By Pam Martens and Russ Martens: December 8, 2016
Lawyers representing traders who allege they were ripped off by a group of colluding global banks filed eye-popping evidence in a Manhattan Federal Court yesterday showing that even as global banks were being criminally probed for rigging currency markets, they continued to engage in rigging the silver market, with a UBS trader referring to the group as the “mafia.”
In order to settle the charges against it in the matter, yesterday’s filing shows that the beleaguered Deutsche Bank turned over to the plaintiffs’ attorneys “more than 350,000 pages of documents and 75 audio tapes” that implicate other banks in a very serious way. In addition to banks previously named in the lawsuit (Deutsche Bank, HSBC, The Bank of Nova Scotia and UBS), trader conversations captured in the material provided by Deutsche Bank seriously implicate Barclays, Standard Chartered, BNP Paribas Fortis and Bank of America/Merrill Lynch.
According to yesterday’s filing, a trader conversation on June 8, 2011 went like this:
UBS [Trader A]: im gonna sell a lil more we need to grow our mafia a lil get a third position involved
Deutsche Bank [Trader B]: ok calling barx10 [Barclays]
The plaintiffs lawyers writer further:
“This coordinated manipulative conduct was intended to capitalize on the zero-sum nature of derivatives trading, including in COMEX silver futures contracts, and to extract illicit profits for Defendants from Plaintiffs and other Class members who held the opposite position.

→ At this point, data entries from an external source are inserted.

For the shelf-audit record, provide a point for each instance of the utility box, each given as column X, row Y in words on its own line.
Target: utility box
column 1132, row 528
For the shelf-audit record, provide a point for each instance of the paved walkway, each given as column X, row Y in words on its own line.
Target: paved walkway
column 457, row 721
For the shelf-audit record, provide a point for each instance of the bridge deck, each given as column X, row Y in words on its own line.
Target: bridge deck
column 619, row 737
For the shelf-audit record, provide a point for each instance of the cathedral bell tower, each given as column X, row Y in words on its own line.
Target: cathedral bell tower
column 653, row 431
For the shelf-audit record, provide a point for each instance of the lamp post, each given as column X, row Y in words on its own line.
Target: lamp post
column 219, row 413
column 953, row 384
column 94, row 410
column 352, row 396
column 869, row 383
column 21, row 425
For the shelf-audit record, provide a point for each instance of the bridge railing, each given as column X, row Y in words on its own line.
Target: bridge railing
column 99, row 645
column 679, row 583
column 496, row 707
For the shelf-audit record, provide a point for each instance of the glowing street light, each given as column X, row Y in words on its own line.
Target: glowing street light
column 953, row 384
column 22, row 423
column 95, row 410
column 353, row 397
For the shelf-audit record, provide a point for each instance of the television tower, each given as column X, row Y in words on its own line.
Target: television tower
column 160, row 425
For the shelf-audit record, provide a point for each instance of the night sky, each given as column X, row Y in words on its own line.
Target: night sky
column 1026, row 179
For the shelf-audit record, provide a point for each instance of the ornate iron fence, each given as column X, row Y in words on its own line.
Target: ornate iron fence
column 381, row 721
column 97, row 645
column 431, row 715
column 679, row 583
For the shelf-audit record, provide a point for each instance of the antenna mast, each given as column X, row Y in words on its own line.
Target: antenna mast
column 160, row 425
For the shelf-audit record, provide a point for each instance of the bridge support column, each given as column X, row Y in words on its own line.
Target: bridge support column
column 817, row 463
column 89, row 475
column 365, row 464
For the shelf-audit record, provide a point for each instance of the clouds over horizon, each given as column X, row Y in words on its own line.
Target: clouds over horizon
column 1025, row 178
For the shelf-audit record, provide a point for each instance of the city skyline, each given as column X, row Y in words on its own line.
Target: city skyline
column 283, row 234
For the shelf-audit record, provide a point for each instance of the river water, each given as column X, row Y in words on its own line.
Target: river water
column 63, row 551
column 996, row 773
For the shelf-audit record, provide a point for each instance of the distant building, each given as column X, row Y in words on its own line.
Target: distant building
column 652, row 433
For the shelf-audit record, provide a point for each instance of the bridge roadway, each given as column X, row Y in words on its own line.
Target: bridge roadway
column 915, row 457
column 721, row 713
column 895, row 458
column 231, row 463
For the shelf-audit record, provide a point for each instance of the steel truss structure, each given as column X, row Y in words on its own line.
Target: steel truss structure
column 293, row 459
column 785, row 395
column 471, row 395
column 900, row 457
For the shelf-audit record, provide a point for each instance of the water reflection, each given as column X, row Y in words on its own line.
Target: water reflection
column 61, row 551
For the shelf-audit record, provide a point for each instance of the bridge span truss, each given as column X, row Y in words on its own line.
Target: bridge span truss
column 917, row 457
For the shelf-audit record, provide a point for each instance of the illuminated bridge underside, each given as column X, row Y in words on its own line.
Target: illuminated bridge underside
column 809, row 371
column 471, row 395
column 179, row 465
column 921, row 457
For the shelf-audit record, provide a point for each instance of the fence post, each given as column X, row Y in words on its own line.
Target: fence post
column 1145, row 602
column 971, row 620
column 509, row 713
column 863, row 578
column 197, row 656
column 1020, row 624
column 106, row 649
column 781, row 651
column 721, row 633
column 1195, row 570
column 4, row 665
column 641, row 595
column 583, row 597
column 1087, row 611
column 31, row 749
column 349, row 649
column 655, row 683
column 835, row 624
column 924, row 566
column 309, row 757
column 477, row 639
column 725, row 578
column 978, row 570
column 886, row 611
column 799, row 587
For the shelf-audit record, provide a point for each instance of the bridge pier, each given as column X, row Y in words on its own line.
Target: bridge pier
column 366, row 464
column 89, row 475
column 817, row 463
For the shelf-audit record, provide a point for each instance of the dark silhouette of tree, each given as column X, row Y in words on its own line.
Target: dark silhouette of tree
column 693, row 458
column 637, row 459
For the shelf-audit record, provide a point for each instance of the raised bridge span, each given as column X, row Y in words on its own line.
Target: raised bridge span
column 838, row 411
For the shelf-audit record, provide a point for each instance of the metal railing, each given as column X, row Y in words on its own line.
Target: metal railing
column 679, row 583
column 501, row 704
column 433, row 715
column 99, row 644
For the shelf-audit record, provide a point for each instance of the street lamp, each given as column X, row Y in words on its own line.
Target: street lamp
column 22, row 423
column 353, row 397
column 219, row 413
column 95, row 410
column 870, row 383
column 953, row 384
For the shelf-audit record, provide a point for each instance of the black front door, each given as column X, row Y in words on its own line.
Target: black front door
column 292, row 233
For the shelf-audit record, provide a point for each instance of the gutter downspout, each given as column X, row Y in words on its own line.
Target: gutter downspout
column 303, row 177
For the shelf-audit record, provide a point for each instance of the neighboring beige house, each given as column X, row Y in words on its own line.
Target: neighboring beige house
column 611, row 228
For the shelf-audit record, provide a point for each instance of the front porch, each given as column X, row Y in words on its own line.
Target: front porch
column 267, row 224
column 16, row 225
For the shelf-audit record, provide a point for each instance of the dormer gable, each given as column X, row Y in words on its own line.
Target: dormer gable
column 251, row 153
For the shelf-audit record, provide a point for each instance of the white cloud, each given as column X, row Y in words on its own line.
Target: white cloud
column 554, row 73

For example, as one UBS trader commented while planning a series of manipulative silver transactions with Deutsche Bank on April 1, 2011, ‘if we are correct and do it together, we screw other people harder.’ Thus, Defendants knew any profit resulting from their illegitimate trading activity flowed directly from harm caused to Plaintiffs and the Class.”
Numerous trader conversations confirming the sharing of insider information among traders at global banks were provided to the court yesterday, including the following between traders at Barclays and Deutsche Bank on April 6, 2011 — where one trader suggests the collusion amounts to “one team one dream.”

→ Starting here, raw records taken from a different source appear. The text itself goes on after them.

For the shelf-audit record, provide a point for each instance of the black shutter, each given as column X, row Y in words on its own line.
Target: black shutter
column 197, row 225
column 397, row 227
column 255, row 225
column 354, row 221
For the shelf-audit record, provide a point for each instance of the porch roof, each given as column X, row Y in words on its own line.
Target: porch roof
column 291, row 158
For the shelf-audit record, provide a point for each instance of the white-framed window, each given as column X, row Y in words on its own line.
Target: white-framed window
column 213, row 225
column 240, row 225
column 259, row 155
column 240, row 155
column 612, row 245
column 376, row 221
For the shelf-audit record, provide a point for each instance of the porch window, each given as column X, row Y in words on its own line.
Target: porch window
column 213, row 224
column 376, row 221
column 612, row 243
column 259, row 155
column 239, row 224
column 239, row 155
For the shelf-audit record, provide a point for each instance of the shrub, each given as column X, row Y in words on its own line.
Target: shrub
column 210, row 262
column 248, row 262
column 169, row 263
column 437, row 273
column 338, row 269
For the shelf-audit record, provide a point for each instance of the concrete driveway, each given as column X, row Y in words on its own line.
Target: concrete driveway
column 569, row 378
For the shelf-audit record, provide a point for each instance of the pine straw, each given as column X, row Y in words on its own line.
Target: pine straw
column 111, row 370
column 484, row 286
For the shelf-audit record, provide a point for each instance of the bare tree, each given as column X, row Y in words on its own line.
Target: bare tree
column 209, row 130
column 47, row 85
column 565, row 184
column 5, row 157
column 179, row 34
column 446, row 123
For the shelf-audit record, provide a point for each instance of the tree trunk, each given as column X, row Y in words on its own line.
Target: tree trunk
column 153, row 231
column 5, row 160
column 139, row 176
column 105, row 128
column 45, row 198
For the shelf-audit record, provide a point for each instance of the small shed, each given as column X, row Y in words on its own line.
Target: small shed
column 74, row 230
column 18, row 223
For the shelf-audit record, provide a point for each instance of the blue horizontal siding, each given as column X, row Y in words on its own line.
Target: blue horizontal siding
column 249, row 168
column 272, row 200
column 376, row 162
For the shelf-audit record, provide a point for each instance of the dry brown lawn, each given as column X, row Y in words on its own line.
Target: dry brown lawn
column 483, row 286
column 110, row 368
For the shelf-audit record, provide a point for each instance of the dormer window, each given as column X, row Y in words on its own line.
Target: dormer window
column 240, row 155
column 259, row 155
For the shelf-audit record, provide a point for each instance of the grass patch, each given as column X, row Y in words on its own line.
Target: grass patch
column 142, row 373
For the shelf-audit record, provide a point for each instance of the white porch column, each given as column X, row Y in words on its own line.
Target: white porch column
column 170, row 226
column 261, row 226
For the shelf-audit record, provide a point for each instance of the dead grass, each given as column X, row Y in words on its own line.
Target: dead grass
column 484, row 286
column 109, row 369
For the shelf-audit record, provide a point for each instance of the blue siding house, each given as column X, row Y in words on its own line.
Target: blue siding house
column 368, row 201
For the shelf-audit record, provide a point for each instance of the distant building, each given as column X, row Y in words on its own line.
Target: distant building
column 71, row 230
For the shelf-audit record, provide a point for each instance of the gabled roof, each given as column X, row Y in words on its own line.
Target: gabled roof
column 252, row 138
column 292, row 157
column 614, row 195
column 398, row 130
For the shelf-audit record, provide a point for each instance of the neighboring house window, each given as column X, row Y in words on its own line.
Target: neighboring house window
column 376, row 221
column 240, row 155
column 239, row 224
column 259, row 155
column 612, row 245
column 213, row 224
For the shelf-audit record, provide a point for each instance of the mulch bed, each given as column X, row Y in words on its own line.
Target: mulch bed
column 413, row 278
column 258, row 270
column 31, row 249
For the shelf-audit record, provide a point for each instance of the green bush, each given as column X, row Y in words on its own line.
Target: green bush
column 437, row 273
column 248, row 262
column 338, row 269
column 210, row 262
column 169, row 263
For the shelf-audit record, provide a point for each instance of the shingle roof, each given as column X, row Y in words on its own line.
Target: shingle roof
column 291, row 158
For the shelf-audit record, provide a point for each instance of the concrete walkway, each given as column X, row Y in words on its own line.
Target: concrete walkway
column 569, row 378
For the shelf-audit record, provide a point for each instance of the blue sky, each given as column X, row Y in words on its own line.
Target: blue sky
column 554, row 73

Barclays [Trader A]: you are short right
Barclays [Trader A]: haha
Barclays [Trader B]: we are one team one dream
Deutsche Bank [Trader B]: haha
Deutsche Bank [Trader B]: of course short
Deutsche Bank [Trader B]: short 1 lac
Barclays [Trader A]: nice12
The plaintiffs charge the banks with “(1) conspiring to execute large transactions when they knew the silver market was illiquid; (2) uneconomically buying silver to provide artificial support for prices at an agreed-upon level; (3) placing false ‘spoof’ bids and offers to create the false impression of supply and demand where none existed; and (4) withholding pricing information from the silver market by entering secret, unreported transactions with other cartel members.”
UBS and Deutsche Bank are charged by the plaintiffs with implementing an 11 o’clock rule, “whereby they would short silver at the same time each day” and “use a countdown sequence—‘3 2 1 boom’—to ensure their manipulative transactions were entered at the same time.”

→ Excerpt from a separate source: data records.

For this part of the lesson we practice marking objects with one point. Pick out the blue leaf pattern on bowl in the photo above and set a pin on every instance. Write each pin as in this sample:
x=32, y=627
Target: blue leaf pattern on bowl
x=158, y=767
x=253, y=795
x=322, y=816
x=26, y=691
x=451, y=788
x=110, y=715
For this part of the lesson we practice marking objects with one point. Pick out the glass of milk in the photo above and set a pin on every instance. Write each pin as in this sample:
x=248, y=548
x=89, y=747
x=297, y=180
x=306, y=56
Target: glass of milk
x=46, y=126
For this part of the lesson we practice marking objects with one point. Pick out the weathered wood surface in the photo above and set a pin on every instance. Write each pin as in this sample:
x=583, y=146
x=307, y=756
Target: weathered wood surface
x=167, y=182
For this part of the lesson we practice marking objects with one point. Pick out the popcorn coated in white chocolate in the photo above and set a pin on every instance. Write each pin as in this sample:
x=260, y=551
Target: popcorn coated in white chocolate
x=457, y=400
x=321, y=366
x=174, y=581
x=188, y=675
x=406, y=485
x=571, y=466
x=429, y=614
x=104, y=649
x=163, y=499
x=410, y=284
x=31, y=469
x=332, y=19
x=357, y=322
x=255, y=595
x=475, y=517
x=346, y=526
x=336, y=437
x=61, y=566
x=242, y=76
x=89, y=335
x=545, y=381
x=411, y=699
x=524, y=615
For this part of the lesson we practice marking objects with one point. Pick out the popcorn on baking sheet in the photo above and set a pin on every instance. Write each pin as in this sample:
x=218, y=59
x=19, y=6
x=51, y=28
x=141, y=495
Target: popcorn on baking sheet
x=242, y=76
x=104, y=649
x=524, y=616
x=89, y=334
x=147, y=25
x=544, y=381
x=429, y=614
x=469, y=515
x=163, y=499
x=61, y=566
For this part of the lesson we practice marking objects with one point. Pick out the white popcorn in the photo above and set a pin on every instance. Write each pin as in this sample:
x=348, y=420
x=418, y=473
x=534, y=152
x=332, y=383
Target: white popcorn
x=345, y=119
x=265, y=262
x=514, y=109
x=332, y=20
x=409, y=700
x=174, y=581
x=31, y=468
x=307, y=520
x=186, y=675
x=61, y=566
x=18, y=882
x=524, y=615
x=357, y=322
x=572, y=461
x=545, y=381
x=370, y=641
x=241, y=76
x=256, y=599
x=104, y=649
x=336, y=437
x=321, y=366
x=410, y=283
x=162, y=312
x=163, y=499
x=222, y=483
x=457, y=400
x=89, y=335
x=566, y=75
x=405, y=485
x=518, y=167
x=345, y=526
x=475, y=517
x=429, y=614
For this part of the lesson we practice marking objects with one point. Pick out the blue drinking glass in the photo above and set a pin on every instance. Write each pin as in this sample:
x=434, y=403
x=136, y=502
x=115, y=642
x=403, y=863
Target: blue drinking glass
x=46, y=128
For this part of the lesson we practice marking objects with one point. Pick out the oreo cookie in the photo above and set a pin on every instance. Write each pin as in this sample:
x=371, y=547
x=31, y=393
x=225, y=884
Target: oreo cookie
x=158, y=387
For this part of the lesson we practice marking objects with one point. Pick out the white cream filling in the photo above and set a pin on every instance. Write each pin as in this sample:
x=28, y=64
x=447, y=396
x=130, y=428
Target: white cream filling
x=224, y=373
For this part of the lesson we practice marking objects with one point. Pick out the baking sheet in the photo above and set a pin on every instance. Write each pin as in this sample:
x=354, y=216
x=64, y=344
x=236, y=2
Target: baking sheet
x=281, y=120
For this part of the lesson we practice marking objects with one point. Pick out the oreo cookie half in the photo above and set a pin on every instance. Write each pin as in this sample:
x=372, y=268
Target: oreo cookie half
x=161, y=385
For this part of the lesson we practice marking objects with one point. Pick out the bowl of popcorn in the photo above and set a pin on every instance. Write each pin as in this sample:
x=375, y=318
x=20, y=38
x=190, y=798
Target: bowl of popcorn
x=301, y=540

The lawsuit leaves open the possibility that other global banks may be named. The lawyers write that “Jane Doe Defendants Nos. 1-100 are other entities or persons, including banks, interdealer brokers, cash brokers and other co-conspirators whose identities are currently unknown to Plaintiffs. The Jane Doe Defendants participated in, furthered, and/or combined, conspired, aided and abetted, or agreed with others to perform the unlawful acts alleged herein.”
The case is In re: London Silver Fixing, Ltd., Antitrust Litigation in the U.S. District Court for the Southern District of New York, case number: 1:14-md-02573
The scorching evidence produced in the case raises the question, why is the U.S. Justice Department sitting on its hands in this matter. Unlike civil cases brought by private plaintiffs, the Justice Department has the power to wire tap and issue subpoenas. Almost two years ago, Bloomberg News reported that the Justice Department “is investigating whether the world’s biggest banks manipulated prices of precious metals such as silver and gold as it pushes to wrap up probes into currency-rate rigging, according to people with knowledge of the matter.” The report said that 10 banks, including two of those named in this case, Barclays and Deutsche Bank, were being probed.
With the evidence filed yesterday, there is no longer any justification for the Justice Department to dawdle further. From Libor rigging, to currency exchange rigging, to precious metals, to the charges of stock market rigging made in the Michael Lewis book, Flash Boys, there is an overarching appearance that every market has been rigged against average investors. We need a Justice Department that will grab the reins to restore trust, transparency and honest dealing in U.S. markets.